Selon Adesina, « il nous reste 12 ans pour réaliser les Objectifs de développement durable, et si l’Afrique n’atteint pas les Objectifs de développement durable, le monde ne les atteindra pas non plus. La Banque africaine de développement accélère le développement de l’Afrique à travers ses High 5. Nous approfondissons nos réformes, nous avons porté nos décaissements à leur plus haut niveau l’année dernière et nous mobilisons davantage de ressources pour l’Afrique. »
Le ministre tunisien du développement, de l’investissement et de la Coopération internationale, Zied Ladhari, a rappelé que le transfert temporaire des activités de la Banque dans son pays pendant 11 ans a contribué à renforcer les liens. « Nous partageons la vision de la Banque : l’Afrique est le continent de l’avenir, c’est un grand moment pour l’Afrique avec la Banque au centre. L’exploitation du potentiel des économies africaines est une tâche que la Banque doit accomplir. »
Dans le cadre du programme High 5 de la Banque, 13 millions de femmes africaines ont bénéficié de nouvelles connexions électriques et 23 millions d’améliorations agricoles. En outre, 10 millions de femmes ont pu accéder à des projets d’investissement.
Une analyse de l’impact de la Banque africaine de développement de 2010 à 2017 indique que 27 millions d’Africains ont eu accès à de nouvelles connexions électriques. Quelque 899 000 petites entreprises ont bénéficié de services financiers. Plus de 35 millions de personnes ont bénéficié d’un meilleur accès à l’eau et à l’assainissement.
« Avec le soutien de la Banque, la Somalie est passée d’un État défaillant à un État fragile, a affirmé le ministre somalien des Finances, Abdirahman Beileh. La Banque africaine de développement a toujours été présente à nos côtés. Ensemble, nous pouvons atteindre la lumière qui brille au bout du tunnel. »
Le ministre algérien des Finances, Abderahmane Raouia, a déclaré : « Le plus grand défi pour l’Afrique aujourd’hui est la création d’emplois, un enjeu de stabilité et un levier pour tirer la croissance économique vers le haut. Nous devons offrir aux jeunes des opportunités d’emploi pour les convaincre de rester ici, sur le continent. »
Selon Simon Mizrahi, directeur du département de l’Assurance qualité et des résultats à la Banque africaine de développement, la Banque doit changer d’échelle. Ce ne sont plus des milliards qu’elle doit mobiliser mais des trillions de dollars pour faire de l’impact.

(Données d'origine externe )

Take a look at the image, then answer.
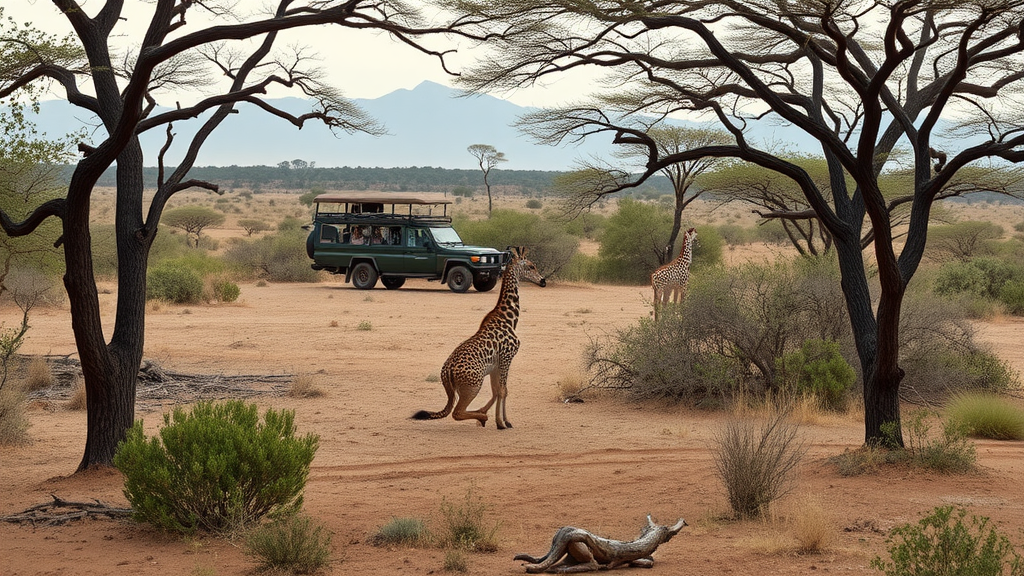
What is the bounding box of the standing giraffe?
[413,243,547,429]
[650,228,697,320]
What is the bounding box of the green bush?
[776,339,857,412]
[246,513,331,574]
[213,280,242,302]
[871,506,1024,576]
[946,394,1024,440]
[999,280,1024,316]
[145,263,203,304]
[114,401,318,534]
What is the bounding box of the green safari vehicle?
[305,193,510,292]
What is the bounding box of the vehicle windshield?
[430,228,462,244]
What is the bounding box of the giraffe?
[650,228,697,320]
[413,243,547,429]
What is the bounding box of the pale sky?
[3,0,595,107]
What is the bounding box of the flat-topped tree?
[442,0,1024,444]
[0,0,475,469]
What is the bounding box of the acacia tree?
[0,0,468,470]
[548,124,729,264]
[164,206,226,248]
[466,145,508,215]
[445,0,1024,445]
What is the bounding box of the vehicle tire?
[449,266,473,294]
[352,262,377,290]
[473,276,499,292]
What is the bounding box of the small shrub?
[246,513,331,574]
[714,412,805,518]
[946,394,1024,440]
[440,489,498,552]
[145,265,203,304]
[897,410,978,474]
[25,356,55,392]
[288,375,327,398]
[443,549,469,572]
[370,518,428,546]
[65,375,86,410]
[0,385,29,446]
[871,506,1024,576]
[213,280,242,302]
[114,401,318,534]
[775,339,857,412]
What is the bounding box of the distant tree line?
[74,161,672,195]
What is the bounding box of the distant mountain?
[18,82,964,171]
[24,82,612,171]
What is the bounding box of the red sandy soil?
[0,280,1024,576]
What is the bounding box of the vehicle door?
[401,227,439,276]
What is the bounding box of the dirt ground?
[0,280,1024,576]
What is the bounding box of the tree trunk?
[65,139,152,470]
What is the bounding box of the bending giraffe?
[413,243,547,429]
[650,228,697,320]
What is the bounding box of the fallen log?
[513,515,687,574]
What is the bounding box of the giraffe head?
[508,246,548,288]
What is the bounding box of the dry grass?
[790,494,839,553]
[25,356,55,392]
[288,374,327,398]
[0,384,29,446]
[65,376,86,410]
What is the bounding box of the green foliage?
[882,410,978,474]
[439,488,498,552]
[599,197,671,284]
[370,518,429,546]
[224,229,319,282]
[714,413,806,518]
[587,253,854,405]
[775,339,857,412]
[871,506,1024,576]
[999,280,1024,316]
[454,209,580,276]
[946,393,1024,440]
[162,206,225,248]
[114,401,318,534]
[928,221,1002,262]
[245,513,331,574]
[213,279,242,302]
[145,263,203,304]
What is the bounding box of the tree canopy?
[442,0,1024,444]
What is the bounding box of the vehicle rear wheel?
[352,262,377,290]
[473,276,498,292]
[449,266,473,293]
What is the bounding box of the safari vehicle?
[306,193,509,292]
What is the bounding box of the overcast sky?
[3,0,593,107]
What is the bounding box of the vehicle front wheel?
[352,262,377,290]
[449,266,473,293]
[473,276,498,292]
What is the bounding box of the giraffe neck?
[487,260,519,329]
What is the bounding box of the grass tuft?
[946,393,1024,440]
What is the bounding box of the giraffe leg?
[452,377,487,426]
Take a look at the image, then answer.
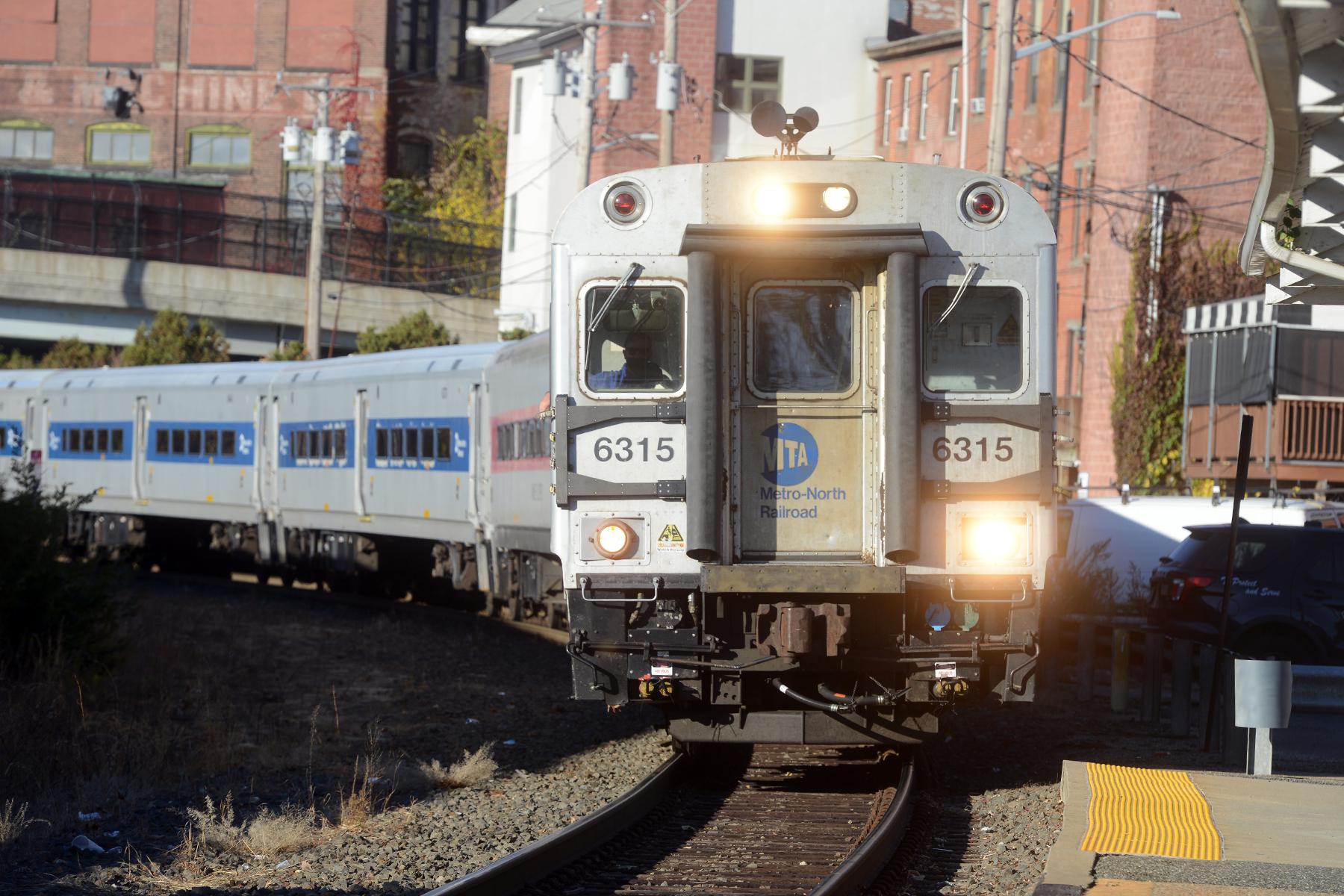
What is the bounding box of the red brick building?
[0,0,491,205]
[870,0,1265,491]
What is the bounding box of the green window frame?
[84,121,153,168]
[0,118,54,161]
[714,52,783,113]
[187,125,252,168]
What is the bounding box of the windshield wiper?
[588,262,644,333]
[933,262,980,329]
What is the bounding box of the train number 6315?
[933,435,1012,464]
[593,435,676,464]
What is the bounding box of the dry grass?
[0,799,50,849]
[413,740,499,790]
[181,794,319,859]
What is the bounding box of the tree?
[356,308,458,355]
[262,340,308,361]
[37,337,117,370]
[121,308,228,367]
[1110,214,1273,489]
[383,118,508,249]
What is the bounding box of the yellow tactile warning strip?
[1080,762,1223,861]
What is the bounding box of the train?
[0,335,564,626]
[0,105,1059,746]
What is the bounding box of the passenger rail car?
[551,137,1055,744]
[0,336,563,618]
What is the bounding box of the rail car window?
[585,284,685,392]
[751,284,853,392]
[924,286,1023,392]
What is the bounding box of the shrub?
[0,462,122,677]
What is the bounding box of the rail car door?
[729,259,879,563]
[131,395,149,504]
[351,390,368,518]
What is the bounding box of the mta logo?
[761,423,821,485]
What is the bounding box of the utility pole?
[576,0,606,192]
[659,0,689,167]
[276,75,373,358]
[985,0,1016,177]
[1050,10,1074,234]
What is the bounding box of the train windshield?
[583,284,685,392]
[751,284,855,393]
[924,286,1021,392]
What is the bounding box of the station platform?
[1035,762,1344,896]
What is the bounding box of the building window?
[285,131,344,223]
[948,66,961,137]
[514,78,523,134]
[86,121,149,165]
[396,137,433,177]
[976,3,992,99]
[882,78,891,146]
[919,71,929,140]
[714,52,783,113]
[0,118,51,161]
[447,0,491,82]
[1027,0,1042,109]
[393,0,438,75]
[897,75,911,143]
[187,125,252,168]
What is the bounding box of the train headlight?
[821,187,853,215]
[593,520,637,560]
[961,516,1031,564]
[751,184,791,217]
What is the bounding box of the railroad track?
[425,746,915,896]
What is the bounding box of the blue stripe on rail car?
[47,420,133,461]
[145,420,257,466]
[279,420,355,470]
[0,420,23,457]
[366,417,470,473]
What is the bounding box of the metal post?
[578,0,605,192]
[1110,629,1129,712]
[1204,414,1255,752]
[1172,638,1195,738]
[659,0,680,167]
[304,78,331,358]
[985,0,1016,177]
[1050,10,1074,239]
[1078,622,1097,703]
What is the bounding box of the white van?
[1058,496,1344,602]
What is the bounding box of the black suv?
[1149,524,1344,664]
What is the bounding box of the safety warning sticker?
[659,523,685,551]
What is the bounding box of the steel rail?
[423,753,691,896]
[808,759,915,896]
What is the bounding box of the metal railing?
[1277,398,1344,464]
[0,170,500,298]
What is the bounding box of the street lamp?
[988,6,1180,177]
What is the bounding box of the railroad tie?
[1080,762,1223,861]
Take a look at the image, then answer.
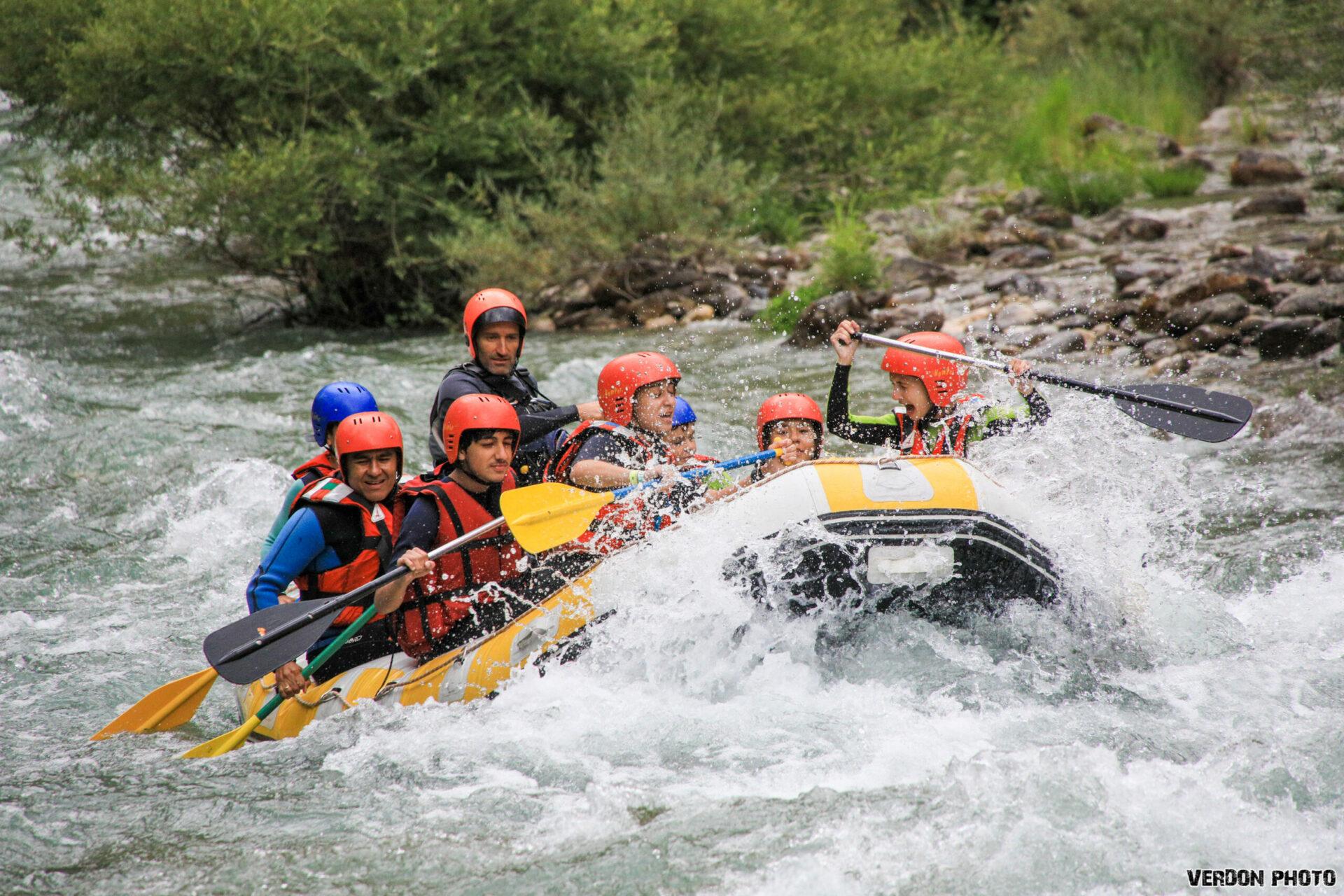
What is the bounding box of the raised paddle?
[177,601,379,759]
[859,333,1254,442]
[204,517,504,684]
[500,449,780,554]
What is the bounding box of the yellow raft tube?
[238,456,1058,738]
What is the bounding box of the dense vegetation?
[0,0,1344,325]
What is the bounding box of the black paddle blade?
[1116,383,1254,442]
[204,598,340,685]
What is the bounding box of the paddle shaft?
[859,333,1242,423]
[215,516,504,666]
[202,601,384,755]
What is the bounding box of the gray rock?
[985,272,1050,295]
[1255,316,1321,361]
[1233,190,1306,220]
[1141,336,1180,364]
[871,305,948,339]
[1106,215,1167,241]
[1021,329,1087,361]
[1180,323,1236,352]
[989,246,1055,267]
[995,302,1042,329]
[883,255,957,293]
[789,290,863,348]
[1274,286,1344,318]
[1228,149,1305,187]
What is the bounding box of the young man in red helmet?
[546,352,736,552]
[827,321,1050,456]
[247,411,430,697]
[428,288,602,484]
[375,393,531,661]
[751,392,824,482]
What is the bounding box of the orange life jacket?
[292,477,398,627]
[542,421,672,556]
[395,465,524,658]
[289,451,340,484]
[897,395,985,456]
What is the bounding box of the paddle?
[90,669,219,740]
[204,517,504,684]
[859,333,1254,442]
[177,601,379,759]
[500,450,780,554]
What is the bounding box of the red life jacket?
[290,477,398,627]
[289,451,340,484]
[395,465,524,658]
[897,395,985,456]
[542,421,672,556]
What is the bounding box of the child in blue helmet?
[260,382,378,556]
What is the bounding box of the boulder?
[871,307,948,339]
[696,286,750,317]
[789,290,863,348]
[1274,286,1344,318]
[1255,316,1322,361]
[883,255,957,291]
[1180,323,1236,352]
[985,272,1050,295]
[1106,215,1167,241]
[1233,190,1306,220]
[1141,336,1180,364]
[1228,149,1305,187]
[989,246,1055,267]
[1023,206,1074,230]
[1021,329,1087,361]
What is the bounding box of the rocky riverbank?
[538,100,1344,374]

L’ambassadeur égyptien en Côte d’Ivoire, Mohamed El-Hamzawi, qui représentait le ministre des Finances, a rappelé les deux révolutions que son pays a connues en 2011 et 2014. Il a remercié la Banque pour son soutien à la stabilisation macroéconomique, aux réformes financières, aux infrastructures et aux projets énergétiques, entre autres.
Le ministre marocain de l’Économie et des finances, Mohammed Boussaid, a salué l’ambition de la Banque pour l’Afrique et a souligné son soutien aux projets dans les domaines de l’énergie, de l’agriculture et des infrastructures. Il a déclaré : « Une augmentation de capital n’est pas un choix, c’est une nécessité. Aujourd’hui, le premier secteur d’exportation au Maroc n’appartient plus aux secteurs traditionnels tels que les phosphates, mais à l’industrie automobile. »
Grâce à une augmentation substantielle de capital, la Banque sera en mesure d’exécuter son solide pipeline d’opérations (15 milliards de dollars rien que pour 2018), y compris des projets d’infrastructure et d’intégration régionale. Les perspectives pour 2018-2020 sont brillantes, avec 50,3 millions de personnes qui devraient bénéficier d’un accès amélioré au transport contre 14 millions en 2017. En outre, plus de 35 millions de personnes devraient bénéficier de connexions électriques nouvelles ou améliorées, contre 4,4 millions en 2017.